In Q3 2022, Kinaxis’ total revenue increased to US$ 89.49 million from US$ 64.43 million in Q3 2021. The gross profit also rose to US$ 55.1 million from US$ 42.58 million. The adjusted EBITDA reported US$ 14.8 million from US$ 12.38 million. The EPS is US$ 0.40.

 On August 16, 2022, Kinaxis Inc. acquired MPO.

The gross profit margin of Kinaxis Inc. in two different quarters:

Bottom Line

In times of recession, operate with a long-term approach and look for growth in every stock. Picking stocks for the short-term may offer you temporary returns. Back your portfolio with thorough research. It should include every aspect such as company financials, valuation, and growth aspects among others. This will lead to a holistic approach and give you the right perspective on your investment journey.  

Uncertainty and stock market are synonymous. Make sure to understand both aspects to plan an effective strategy.
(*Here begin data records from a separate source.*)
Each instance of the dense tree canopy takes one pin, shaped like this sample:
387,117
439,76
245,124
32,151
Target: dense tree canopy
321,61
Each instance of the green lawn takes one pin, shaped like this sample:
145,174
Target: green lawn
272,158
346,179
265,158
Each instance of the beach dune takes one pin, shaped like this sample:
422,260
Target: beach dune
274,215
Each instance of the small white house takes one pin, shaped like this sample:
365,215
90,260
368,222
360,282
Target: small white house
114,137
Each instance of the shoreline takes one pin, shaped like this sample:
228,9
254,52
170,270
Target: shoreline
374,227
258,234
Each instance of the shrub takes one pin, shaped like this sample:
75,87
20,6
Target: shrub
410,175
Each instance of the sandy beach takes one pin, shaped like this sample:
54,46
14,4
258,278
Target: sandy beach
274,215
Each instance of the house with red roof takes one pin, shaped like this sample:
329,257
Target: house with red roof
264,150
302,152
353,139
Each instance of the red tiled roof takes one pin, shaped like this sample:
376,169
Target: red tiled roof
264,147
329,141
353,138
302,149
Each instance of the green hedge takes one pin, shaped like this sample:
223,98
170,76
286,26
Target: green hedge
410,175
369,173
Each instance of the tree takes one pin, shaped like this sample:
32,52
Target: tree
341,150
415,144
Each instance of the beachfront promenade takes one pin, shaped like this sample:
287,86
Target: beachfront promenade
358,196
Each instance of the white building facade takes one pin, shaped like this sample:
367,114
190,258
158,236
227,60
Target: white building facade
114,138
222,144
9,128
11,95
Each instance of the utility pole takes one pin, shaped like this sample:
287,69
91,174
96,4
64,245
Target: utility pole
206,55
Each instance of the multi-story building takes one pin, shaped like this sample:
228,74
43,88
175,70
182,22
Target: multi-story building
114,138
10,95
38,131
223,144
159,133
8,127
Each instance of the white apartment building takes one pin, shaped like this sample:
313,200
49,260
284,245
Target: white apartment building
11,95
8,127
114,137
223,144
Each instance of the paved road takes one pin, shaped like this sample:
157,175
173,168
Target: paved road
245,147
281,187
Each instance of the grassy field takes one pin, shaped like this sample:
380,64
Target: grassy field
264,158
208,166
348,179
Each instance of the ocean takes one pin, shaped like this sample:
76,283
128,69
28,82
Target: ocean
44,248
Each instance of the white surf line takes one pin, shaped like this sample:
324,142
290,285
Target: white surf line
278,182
Investors must be prepared every time to deal with changing market trends. In addition to this, spread out your risk and opt for diversification. It is a traditional yet effective way and may help the investor to breeze through uncertainties.


Please note, the above content constitutes a very preliminary observation based on the industry and is of limited scope without any in-depth fundamental valuation or technical analysis. Any interest in stocks or sectors should be thoroughly evaluated taking into consideration the associated risks.